Combined, all hybrids and plug-in cars accounted for more than 15 percent of registrations.
These numbers, while proportionately small, put Santa Monica among the top three cities for electric car use in the nation — only Silicon Valley communities Atherton (19.4 percent) and Los Altos (16.1 percent) had higher electric vehicle registration rates in that time frame.
Compared to Los Angeles (.6 percent), San Francisco (1.9 percent) and the nation (.3 percent), Santa Monica fared exceptionally well. Then again, those cities are far larger than Santa Monica. The report did not break down cities by the number of total cars registered.
“The city of Santa Monica is doing a fantastic job incentivizing the purchase of these cars,” said Plug-In America co-founder Paul Scott.
City Hall offers free parking at all public meters for low- and zero-emission vehicles, over-the-counter permits that allow residents to install chargers on private property and 24 public charging units throughout the city, said Dean Kubani, director of the Office of Sustainability and the Environment.
Plans are underway to add an additional 51 charging units, 30 of which will be in Parking Structure 6 on Second Street.
“We’re seeing that [the] electric vehicle chargers we’re installing in public property are constantly in use,” Kubani said. “We’re not trying to flood the city with electric vehicle chargers with the expectation that nobody’s going to use them — we’re hearing from people that there’s demand.”
City Hall is not the only one welcoming electric vehicles in the city.
At last week’s Santa Monica Alt Car Expo, an annual event that brings together advocates of vehicles using clean and renewable energy, Santa Monica High School students showcased a Volkswagen Super Beetle they converted into an electric car.
Additionally, Santa Monicans will participate in the National Plug In Day, a celebration of the growing popularity of plug-in vehicles.

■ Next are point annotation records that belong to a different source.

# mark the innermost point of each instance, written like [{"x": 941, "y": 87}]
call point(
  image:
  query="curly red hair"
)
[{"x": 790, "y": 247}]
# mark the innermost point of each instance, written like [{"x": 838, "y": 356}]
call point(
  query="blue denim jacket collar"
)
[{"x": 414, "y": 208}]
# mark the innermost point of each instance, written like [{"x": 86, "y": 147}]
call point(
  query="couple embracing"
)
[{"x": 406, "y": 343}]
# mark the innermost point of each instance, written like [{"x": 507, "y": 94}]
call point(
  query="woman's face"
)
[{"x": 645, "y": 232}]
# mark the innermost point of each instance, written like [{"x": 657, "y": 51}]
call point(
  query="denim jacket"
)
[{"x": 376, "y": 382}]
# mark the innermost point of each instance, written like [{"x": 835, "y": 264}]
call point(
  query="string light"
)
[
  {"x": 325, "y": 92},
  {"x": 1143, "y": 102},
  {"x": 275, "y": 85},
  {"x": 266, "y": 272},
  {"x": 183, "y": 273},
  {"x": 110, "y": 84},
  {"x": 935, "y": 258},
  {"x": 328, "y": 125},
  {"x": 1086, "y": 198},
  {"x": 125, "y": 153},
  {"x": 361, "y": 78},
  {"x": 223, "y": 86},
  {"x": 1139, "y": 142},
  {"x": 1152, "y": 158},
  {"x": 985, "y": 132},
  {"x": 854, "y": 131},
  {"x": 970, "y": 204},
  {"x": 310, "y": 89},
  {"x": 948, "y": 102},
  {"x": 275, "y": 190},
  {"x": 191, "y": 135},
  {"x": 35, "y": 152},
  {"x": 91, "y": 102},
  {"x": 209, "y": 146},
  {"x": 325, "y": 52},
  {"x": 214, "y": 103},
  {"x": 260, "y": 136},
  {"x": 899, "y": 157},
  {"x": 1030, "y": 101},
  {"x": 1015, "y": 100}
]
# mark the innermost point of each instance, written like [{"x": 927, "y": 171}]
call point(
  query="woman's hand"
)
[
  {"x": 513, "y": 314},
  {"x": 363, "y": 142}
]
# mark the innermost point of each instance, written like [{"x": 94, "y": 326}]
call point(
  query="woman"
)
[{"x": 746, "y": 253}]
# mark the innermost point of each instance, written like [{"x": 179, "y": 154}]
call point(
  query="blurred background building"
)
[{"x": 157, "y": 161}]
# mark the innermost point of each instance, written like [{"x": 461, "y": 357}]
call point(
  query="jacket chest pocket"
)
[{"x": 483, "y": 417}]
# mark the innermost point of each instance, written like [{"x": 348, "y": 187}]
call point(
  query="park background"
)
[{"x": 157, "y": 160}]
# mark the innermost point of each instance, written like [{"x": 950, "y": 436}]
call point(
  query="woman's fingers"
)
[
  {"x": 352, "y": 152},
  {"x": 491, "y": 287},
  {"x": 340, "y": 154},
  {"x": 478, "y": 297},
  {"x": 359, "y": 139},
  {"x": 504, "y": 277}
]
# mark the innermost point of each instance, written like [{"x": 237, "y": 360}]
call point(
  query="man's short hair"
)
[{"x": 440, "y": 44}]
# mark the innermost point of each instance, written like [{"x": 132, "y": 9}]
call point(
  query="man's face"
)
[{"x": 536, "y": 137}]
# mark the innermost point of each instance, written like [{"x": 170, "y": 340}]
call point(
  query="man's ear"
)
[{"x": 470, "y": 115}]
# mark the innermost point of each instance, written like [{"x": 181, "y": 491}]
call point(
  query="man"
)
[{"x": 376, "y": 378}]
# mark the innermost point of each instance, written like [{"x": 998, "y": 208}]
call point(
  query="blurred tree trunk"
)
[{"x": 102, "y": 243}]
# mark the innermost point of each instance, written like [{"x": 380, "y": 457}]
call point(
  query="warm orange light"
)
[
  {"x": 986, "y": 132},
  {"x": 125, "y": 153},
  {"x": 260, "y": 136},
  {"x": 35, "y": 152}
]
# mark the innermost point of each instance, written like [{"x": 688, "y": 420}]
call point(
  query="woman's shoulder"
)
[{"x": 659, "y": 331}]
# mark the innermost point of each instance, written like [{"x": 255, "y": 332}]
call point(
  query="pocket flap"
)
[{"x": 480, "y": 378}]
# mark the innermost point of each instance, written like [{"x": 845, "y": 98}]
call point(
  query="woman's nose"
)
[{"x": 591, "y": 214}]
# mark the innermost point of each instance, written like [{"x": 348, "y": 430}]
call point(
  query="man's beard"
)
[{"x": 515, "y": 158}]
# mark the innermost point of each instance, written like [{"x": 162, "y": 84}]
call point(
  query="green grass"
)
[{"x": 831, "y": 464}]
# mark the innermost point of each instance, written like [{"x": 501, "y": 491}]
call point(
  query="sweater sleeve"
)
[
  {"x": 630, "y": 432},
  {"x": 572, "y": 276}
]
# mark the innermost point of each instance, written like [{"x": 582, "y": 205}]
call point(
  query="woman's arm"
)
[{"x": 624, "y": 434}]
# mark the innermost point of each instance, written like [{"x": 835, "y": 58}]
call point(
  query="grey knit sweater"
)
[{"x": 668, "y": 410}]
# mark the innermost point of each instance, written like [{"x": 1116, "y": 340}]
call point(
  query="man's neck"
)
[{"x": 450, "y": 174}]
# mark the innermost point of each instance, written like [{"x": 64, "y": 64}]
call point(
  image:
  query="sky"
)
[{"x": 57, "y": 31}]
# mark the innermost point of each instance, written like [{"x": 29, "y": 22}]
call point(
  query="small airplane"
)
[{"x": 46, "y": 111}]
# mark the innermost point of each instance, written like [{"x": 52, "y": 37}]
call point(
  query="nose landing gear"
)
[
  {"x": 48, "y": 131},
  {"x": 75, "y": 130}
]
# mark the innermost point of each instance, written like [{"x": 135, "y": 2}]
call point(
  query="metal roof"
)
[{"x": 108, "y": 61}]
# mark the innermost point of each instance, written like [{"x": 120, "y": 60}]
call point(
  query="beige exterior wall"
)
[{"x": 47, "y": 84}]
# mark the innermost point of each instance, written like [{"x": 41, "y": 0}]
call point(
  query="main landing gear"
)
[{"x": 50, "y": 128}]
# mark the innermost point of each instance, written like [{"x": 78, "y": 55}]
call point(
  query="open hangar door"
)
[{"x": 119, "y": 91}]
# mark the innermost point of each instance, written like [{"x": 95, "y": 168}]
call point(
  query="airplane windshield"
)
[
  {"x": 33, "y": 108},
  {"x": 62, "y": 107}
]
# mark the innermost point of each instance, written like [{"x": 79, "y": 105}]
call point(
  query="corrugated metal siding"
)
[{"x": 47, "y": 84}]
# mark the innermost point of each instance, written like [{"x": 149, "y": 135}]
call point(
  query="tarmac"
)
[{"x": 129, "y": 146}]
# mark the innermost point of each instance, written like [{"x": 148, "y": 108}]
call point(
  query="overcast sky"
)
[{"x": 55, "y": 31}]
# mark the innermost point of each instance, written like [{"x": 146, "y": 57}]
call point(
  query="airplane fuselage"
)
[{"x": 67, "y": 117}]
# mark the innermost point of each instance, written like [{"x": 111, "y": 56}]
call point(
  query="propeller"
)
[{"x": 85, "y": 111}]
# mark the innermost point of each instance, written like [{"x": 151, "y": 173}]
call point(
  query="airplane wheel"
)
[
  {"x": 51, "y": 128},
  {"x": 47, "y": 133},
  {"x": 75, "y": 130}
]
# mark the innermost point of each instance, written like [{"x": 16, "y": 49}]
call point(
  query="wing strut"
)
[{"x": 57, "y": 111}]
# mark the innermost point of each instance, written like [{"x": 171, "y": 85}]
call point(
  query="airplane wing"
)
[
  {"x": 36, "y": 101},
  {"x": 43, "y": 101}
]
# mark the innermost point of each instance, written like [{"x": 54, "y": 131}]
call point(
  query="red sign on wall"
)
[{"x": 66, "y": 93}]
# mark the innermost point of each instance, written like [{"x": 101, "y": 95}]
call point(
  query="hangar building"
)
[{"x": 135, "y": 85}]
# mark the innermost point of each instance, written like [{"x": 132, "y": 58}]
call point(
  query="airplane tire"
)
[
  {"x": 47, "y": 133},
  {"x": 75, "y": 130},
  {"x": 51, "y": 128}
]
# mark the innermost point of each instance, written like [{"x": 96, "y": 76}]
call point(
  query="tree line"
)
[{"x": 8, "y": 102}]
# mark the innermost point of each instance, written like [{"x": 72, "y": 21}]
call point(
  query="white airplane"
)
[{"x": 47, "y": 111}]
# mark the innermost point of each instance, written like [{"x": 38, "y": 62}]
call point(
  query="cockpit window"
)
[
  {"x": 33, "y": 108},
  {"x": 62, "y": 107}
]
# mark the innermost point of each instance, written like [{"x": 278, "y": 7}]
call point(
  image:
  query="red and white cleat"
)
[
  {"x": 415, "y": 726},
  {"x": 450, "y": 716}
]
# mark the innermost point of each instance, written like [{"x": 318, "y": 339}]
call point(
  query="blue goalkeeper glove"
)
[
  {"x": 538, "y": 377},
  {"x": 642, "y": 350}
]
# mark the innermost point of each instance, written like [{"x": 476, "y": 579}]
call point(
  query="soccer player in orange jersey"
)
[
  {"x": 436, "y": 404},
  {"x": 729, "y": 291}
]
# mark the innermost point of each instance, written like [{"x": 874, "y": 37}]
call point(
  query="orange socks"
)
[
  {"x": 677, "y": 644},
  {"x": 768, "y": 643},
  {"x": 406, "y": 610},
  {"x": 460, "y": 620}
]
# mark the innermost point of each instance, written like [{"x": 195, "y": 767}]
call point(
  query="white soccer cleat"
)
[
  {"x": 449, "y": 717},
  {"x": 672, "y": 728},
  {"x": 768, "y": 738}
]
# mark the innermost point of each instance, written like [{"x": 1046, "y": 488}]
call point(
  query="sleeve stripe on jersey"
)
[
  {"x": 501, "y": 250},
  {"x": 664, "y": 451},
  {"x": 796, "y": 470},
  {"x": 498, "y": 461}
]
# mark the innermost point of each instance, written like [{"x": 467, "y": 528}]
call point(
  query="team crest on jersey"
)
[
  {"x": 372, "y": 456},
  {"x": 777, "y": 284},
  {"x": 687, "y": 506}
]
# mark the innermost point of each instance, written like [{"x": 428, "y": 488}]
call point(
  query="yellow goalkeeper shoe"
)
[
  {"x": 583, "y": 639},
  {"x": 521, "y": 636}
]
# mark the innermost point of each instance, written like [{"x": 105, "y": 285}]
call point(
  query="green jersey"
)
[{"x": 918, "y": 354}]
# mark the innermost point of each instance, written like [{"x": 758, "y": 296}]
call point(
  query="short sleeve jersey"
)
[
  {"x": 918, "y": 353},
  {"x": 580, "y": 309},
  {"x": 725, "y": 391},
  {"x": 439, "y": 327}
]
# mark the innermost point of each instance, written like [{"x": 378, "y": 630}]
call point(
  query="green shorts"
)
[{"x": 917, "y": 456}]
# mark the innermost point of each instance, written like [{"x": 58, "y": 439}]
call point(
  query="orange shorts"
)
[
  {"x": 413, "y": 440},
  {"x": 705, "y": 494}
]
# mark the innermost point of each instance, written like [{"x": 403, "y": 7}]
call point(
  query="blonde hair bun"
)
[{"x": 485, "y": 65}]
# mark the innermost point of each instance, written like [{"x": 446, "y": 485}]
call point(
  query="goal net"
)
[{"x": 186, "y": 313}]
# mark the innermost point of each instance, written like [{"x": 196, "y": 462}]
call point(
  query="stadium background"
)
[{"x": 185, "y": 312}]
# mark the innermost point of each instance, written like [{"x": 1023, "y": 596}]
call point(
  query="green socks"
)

The festival in Long Beach, which according to Scott will be the largest out of 95 global Plug In events, will allow visitors to test drive “virtually every electric car available on the market today.” The event takes place Saturday, Sept. 28 from 9 a.m. to 2 p.m. For more information visit www.pluginday.org/event.php?eventid=54
While Santa Monica has rolled out the red carpet for electric vehicles, the fact remains that the machines still only account for less than 4 percent of new registrations.
“People are buying them as fast as they can,” said Scott, who is also a Nissan LEAF dealer.
The LEAF, an entirely electric vehicle with no gas or tailpipe, sells out “as soon as they come in” to Scott’s Downtown Los Angeles dealership.
While he has topped 20 LEAF sales in a month, Scott said the low proportion of electric car registrations in Santa Monica is likely indicative of how Nissan and other car companies are simply maxing out on production.
“The sales are there, that’s not the issue,” he said.
After placing a new LEAF order in March, Scott said the vehicles have yet to be delivered, the result of a lengthy battery curing process.
“The pipeline was tapped out because they’re selling all over the country,” he said.
At Santa Monica Ford, sales representative Noel Bloom said the problem is not getting people to buy alternative energy vehicles, but getting them from the manufacturer is another story.
In the last month, the dealership sold roughly 10 electric or hybrid vehicles.
“We could have sold more, we just didn’t have them,” said Bloom. “The only one we have left on the lot is a used car [for test driving].”
Their showroom features the C-MAX Energi, Fusion Energi and Focus Electric, of which Santa Monica Ford was the nation’s leading dealer when the car first emerged on the market.
“The demand is there,” Noel said. “Getting it in inventory, at least for us — it’s just getting them in.”